SNAP, a federal program formerly known as food stamps, is designed to raise the level of nutrition among low-income households. WIC is a federal program that provides supplemental food, health care referrals and nutrition for certain low-income women, and to infants and children as old as 5 who are determined to be nutritionally at risk.

“It was further part of the conspiracy that the defendants used some of the SNAP and WIC receipts from fraudulent transactions to purchase food inventory, to pay for the store’s operating expenses and for their personal use,” the indictment says.

While Ali Daham was able to reach an agreement with federal prosecutors, his brother’s case is still pending in federal court.

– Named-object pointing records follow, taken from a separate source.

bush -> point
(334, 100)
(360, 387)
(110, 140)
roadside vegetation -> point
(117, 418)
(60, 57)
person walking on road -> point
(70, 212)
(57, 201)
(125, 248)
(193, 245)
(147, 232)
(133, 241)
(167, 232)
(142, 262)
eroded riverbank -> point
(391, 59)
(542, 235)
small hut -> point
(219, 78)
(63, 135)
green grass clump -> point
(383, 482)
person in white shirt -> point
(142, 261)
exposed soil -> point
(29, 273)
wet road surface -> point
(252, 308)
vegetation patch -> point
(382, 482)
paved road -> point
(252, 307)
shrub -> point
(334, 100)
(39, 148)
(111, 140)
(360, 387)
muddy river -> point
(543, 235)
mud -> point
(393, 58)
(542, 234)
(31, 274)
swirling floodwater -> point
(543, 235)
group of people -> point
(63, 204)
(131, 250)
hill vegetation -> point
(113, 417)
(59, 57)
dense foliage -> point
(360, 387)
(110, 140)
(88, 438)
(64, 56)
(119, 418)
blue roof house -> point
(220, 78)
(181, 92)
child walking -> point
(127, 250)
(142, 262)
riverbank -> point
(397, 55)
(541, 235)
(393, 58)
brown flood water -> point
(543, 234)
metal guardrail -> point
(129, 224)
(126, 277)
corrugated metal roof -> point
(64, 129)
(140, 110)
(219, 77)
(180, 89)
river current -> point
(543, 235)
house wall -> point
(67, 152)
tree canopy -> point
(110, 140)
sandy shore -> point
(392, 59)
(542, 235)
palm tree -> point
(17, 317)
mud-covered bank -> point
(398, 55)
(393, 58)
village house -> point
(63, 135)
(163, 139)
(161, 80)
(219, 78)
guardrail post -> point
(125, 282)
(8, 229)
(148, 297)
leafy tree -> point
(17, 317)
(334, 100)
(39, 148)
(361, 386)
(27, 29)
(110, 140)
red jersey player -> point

Under their business arrangement, Ali Daham ran the market, while his brother worked as a cashier.

Peter Rodway, the attorney for Abdulkareem Daham, said in an email Monday that his client’s case is on the trial list for Jan. 8. Rodway said that his client “is charged only with a single count of conspiracy to defraud the U.S. government.”

After a federal investigation into the store’s operations became public last fall, Portland police said someone used a baseball bat to smash six storefront windows at the market on Christmas Eve. Following the vandalism, a national advocacy group called on police to investigate whether anti-Muslim bias motivated the destruction. Halal means food that is prepared under Islamic guidelines.

According to the federal indictment, Ahram Halal Market opened for business in June 2011. Ali Daham became the manager and sole owner of the market.

The market’s inventory included breads, fruits, vegetables, meats, dairy products and canned goods. The market also sold phone cards, over-the-counter medications, household items and hookah products.

Authorities became interested in the market after they discovered that the store, which has one cash register, was processing nearly the same amount of SNAP transactions as the much larger Hannaford supermarket on Forest Avenue.

The case was investigated by the FBI, the U.S. Department of Agriculture’s Office of the Inspector General, the Internal Revenue Service’s Criminal Investigation Unit, and the Recovery Unit of the Maine Department of Health and Human Services.